CTRを見ることで、検索結果を見た人のうちどの程度の割合でWebページに訪れたかが分かります。つまり、CTRは高い方が望ましいということになります。

次に、「指定したキーワード」で「どのページが検索されているのか」を調べたいと思います。今度は「キーワード」が軸になるということです。

先ほど、「ページ」を選択したメニューで、今度は「検索キーワード」を選択します。

調査したい検索キーワードを入力します。

ここで、「次を含むクエリ」を選択しておくと、指定したキーワードを含んだキーワードでフィルタリング可能です。

指定した単語を含んだ検索キーワードのリストが、表示されます

さらに「ページ」メニューをクリックします。

指定したキーワードでの検索結果として表示されるWebページのURLが、表示されます。

これで、キーワードから検索結果で表示されるページを調べることができました。

検索パフォーマンスを使うことで、公開しているWebページがどのようなキーワードで検索されていて、どれくらいの検索順位であるのかもわかります。

思った以上に順位が低い場合、見出しや文中のキーワード設定やコンテンツの見直し、内部リンクの調整、文章の加筆修正も必要になるでしょう。

Fetch as Googleの機能はどこへ行ったのか

さて、ページを修正したら、修正したことをGoogleの検索結果に反映させたいですよね。
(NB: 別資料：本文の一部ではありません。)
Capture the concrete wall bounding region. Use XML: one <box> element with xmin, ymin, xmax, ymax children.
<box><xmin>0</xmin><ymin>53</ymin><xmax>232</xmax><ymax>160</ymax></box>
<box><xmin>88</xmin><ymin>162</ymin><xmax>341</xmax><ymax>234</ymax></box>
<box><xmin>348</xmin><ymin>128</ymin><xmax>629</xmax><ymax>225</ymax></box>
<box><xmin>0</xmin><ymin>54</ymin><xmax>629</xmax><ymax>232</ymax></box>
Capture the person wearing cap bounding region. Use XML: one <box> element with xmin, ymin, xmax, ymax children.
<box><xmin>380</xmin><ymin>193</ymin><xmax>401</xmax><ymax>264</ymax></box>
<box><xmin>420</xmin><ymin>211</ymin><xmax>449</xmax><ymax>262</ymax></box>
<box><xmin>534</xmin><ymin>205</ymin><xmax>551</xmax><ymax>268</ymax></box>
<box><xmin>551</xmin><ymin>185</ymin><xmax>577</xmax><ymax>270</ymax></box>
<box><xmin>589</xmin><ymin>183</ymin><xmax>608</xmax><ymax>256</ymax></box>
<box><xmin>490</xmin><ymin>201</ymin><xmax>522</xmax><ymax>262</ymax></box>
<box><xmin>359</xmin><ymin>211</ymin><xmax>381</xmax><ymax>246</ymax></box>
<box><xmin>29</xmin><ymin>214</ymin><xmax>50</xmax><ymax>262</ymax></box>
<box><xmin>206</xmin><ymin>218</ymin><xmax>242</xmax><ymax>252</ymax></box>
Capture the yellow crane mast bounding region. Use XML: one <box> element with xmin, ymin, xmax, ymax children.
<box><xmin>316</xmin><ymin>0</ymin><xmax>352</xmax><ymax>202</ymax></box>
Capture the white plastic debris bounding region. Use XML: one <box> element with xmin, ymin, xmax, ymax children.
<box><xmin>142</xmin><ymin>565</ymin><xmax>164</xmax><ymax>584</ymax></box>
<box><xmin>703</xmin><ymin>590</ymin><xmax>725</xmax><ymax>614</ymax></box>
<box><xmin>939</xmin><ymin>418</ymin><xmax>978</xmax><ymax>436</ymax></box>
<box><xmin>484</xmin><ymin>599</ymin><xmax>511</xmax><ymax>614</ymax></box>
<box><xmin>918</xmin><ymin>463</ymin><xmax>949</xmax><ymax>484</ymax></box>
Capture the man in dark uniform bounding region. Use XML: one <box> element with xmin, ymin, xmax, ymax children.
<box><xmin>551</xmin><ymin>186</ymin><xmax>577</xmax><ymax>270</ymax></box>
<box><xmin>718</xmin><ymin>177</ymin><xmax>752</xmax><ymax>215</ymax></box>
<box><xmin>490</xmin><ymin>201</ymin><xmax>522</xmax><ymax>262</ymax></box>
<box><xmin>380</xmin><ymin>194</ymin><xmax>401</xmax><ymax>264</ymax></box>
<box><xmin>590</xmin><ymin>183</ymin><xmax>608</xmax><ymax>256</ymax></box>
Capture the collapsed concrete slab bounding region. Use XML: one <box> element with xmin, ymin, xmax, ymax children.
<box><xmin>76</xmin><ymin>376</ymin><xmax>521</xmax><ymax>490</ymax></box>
そのための機能として用意されていたのが、以前のバージョンで使用できた「Fetch as Google」という機能です。

Fetch as Googleとは、Webページの再クロールをリクエストする機能です。既存のWebページを更新した後で、変更したことをGoogleに通知するために使われていた機能です。

以前からGoogle Search Consoleを使っていた人は「Fetch as Google」の位置が変わって、その機能が見つけられないかもしれません。

新しいデザインでは「URL検査」という項目から使用できるようになりました。

左サイドバーから、URL検査をクリックします。

そうすると、画面の上部にURLを入力するテキストボックスが表示されます。ここにURLを入力することで、従来のFetch as Googleと同様のことが可能です。

早速、URLを入力してみましょう。

URLを入力したら、「インデックス登録をリクエスト」リンクをクリックしましょう。

リクエストが正常に終了すると、「インデックス登録をリクエスト済み」とメッセージが表示されます。

これで、リクエストは終了です。

まとめ

  • Google Search Consoleは、Googleが提供する、検索結果でのサイトの掲載順位を見たり、管理・改善したりするのに役立つ無料のツール。
  • 「カバレッジ」レポートでは、Webサイトが正常にGoogleに登録されているかを調べることができる。
  • 「検索パフォーマンス」レポートでは、ページやキーワードを指定してGoogleでの検索結果を調べることができる。
  • Fetch as Googleは、新しいGoogle Search Consoleでは、「URL検査」メニューから使用できる。